Immer stand das Geld an erster Stelle. Und so erblickte schließlich auch der sogenannte »Marshallplan« das Licht der Welt. In den offiziellen Geschichtsbüchern und Lexika liest sich das wie folgt:

»Der Marshallplan [...] war ein großes Aufbauprogramm der Vereinigten Staaten von Amerika, das nach dem Zweiten Weltkrieg dem an den Folgen des Krieges leidenden Westeuropa [...] zugutekam. [...] Das 12,4-Milliarden-Dollar-Programm wurde am 3. April 1948 [...] von US-Präsident Harry S. Truman in Kraft gesetzt. Es dauerte vier Jahre [...]. Im gesamten Zeitraum [...] leisteten die USA bedürftigen Staaten [...] Hilfen im Wert von insgesamt 13,12 Milliarden Dollar [...].«11

Das entspräche, nebenbei bemerkt, heute (2022) rund 200 Milliarden Dollar.

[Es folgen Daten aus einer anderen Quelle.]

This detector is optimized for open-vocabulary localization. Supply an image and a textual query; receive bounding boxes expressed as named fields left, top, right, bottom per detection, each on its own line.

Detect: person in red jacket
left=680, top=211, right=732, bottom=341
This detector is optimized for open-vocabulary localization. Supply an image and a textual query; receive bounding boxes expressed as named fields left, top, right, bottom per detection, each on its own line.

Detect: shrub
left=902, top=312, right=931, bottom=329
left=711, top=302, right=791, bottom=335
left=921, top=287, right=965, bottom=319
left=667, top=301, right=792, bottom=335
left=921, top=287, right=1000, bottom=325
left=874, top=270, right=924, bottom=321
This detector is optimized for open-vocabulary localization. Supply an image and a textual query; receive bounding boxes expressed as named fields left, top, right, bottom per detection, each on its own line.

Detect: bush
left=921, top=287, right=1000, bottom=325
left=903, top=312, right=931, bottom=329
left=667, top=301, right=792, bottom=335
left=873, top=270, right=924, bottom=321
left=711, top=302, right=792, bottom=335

Nun, in dieser hübschen Definition werden mindestens zwei wichtige Details verschwiegen. Erstens: Milliarden von Marshallplan-Dollars dienten auch dazu, Absatzmärkte für die USA zu schaffen. Die Bundesrepublik Deutschland wurde nicht nur als ein künftiger Verbündeter im Kampf gegen den Kommunismus gesehen, sondern auch als eine Gans, die goldene Eier legen konnte. Man musste ihr nur auf die Beine helfen. Deutschland musste zunächst gewissermaßen wieder von den Toten auferstehen, wenn man den Menschen dort amerikanische Waren verkaufen wollte. Es ging den USA also auch um das eigene finanzielle Wohlergehen, um Absatzmärkte. Die Finanzspritzen des Marshallplans dienten dazu, die eigenen Waren zu verhökern. Oh U$A!

Zweitens: Weitgehend unbekannt ist die Tatsache, dass die CIA heimlich und ungesehen Unsummen von den Marshallgeldern abzwackte. Es existierte eine Geheimklausel, die eben dies der CIA erlaubte zum Zwecke der politischen Kriegsführung. Und so flossen die Dollars nicht nur in Richtung des »leidenden Westeuropa«, sondern ein Gutteil auch in die weiten Taschen der CIA.

Früh wurden der CIA 685 Millionen Dollar zur Verfügung gestellt.12 Es handelte sich um Geheimgelder, die für Geheimoperationen eingesetzt wurden.

In der Folge hob die CIA alle möglichen Tarnorganisationen aus der Taufe. Viele der ersten Firmen in der BRD waren CIA-Unternehmen, die sich freilich durchwegs hübsche deutsche Namen gaben.

Von besonderer Bedeutung waren die Medien, die neu aus dem Boden gestampft werden mussten. Besonders Axel Springer mit seiner Bild-Zeitung und anderen Publikationsorganen geriet später ins Gerede, aber auch Willy Brandt, die »Rechte« und die »Linke« mit anderen Worten.13

Die CIA rekrutierte außerdem in der Folge zahlreiche Mitarbeiter. Emigranten wurden angeworben, aber auch Deutsche aus allen Besatzungszonen. Flüchtlinge aus Russland und aus anderen osteuropäischen Staaten waren besonders willkommen, sowie deutsche Heimkehrer aus diesen Ländern.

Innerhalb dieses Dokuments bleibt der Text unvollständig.